Gute Frage, auch wenn das Wort »verorten« ein Modewort geworden ist, mit dem jetzt auf dem ganzen Erdball verortet wird, was nicht niet– und nagelfest ist.
»Im Gegensatz zum Gesamtwerk« würde ich als Formulierung nicht wählen, die topologische Aufgabe bezieht sich doch vermutlich eher auf die Stellung der »Neuen Gedichte« innerhalb des Gesamtwerks, von dem sie einen Teil darstellen. Das »Rilke-Handbuch« nimmt folgende Einteilung vor (
http://lbib.de/Rilke-Handbuch-Leben-Wer ... ngel-16638):
3. Dichtungen und Schriften 175
3.0 Vier Werkphasen 175
3.1 Das Frühwerk 182
3.1.1 Lyrik 182
Die frühen Gedichtsammlungen 182
Die Weise von Liebe und Tod des Cornets Christoph Rilke 210
Das Stunden-Buch 216
Das Buch der Bilder (1. Fassung, 1902) 227
Einzelgedichte bis 1902 233
3.1.2 Erzählungen 239
3.1.3 Dramatische Dichtungen 264
3.2 Das mittlere Werk (1902–1910) 283
Die weiße Fürstin (2. Fassung, 1904) 283
Das Buch der Bilder (2. Fassung, 1906) 290
Neue Gedichte / Der Neuen Gedichte anderer Teil 296
Die Aufzeichnungen des Malte Laurids Brigge 318
Einzelgedichte 1902–1910 336
3.3 Das späte Werk (1910–1922) 355
Das Marien-Leben 355
Duineser Elegien 365
Einzelgedichte 1910–1922 384
3.4 Späteste Gedichte (1922–1926) 405
Die Sonette an Orpheus 405
Deutschsprachige Einzelgedichte 1922–1926 424
Französische Gedichte 434
3.5 Das übersetzerische Werk 454
3.6 Schriften zu Kunst und Literatur 480
3.7 Das Briefwerk 498
Darüber kann man streiten, aber dies wäre mindestens eine Grundlage zur Diskussion.
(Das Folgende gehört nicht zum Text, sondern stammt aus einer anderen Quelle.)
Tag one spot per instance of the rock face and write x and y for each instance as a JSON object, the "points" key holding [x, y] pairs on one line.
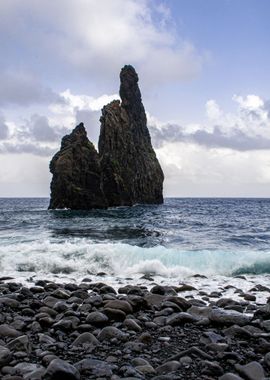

Ob man die »Elegien« und die »Sonette an Orpheus« unterschiedlich datieren muß, möchte die Frage sein. Eine andere Frage ist, wie man die einzelnen Werke und Werkepochen von Rang und Gewicht her beurteilt. Rilke selbst war erst erlöst, nachdem er die Elegien geschrieben hat, 1922 – darauf lief in seinem Leben alles hinaus, das Elegienwerk rangiert in seiner dichterischen Selbstwahrnehmung zweifellos an höchster Stelle; Form und Diktion der »Neuen Gedichte« hat er selbst als eine abgeschlossene Phase seiner Produktion verstanden (wie den »Malte«) – im Gedicht »Wendung« schwingt etwas davon mit. Lou Andreas-Salomé, falls mich die Erinnerung nicht täuscht, hat das »Stundenbuch« höher geschätzt als die »Neuen Gedichte«, was mir schwer begreiflich ist, aber das will ich jetzt nicht begründen. Für Hofmannsthal zeigt sich der ›wahre‹ Jakob hätte ich beinah gesagt, der wahre Rilke eher in den »Neuen Gedichten«. Einige Gedichte dieser Sammlung sind sicher vollkommen, man kann nichts wegnehmen und nichts hinzufügen – auch wenn man sie auf die Geschichte der deutschen Lyrik im ganzen hin liest, waren sie etwas Neues und Bleibendes. Ich schätze auch einige der versprengten späteren Gedichte zwischen den »Neuen Gedichten« und dem Spätwerk sehr, nicht zuletzt weil sie eben keiner sog. Werkphase exakt zuzuschreiben, mithin auch nicht so leicht zu »verorten« sind. Ein solches Kategorisieren geschieht ja auch zu Lasten des einzelnen Textes.
Freundliche Grüße,
h.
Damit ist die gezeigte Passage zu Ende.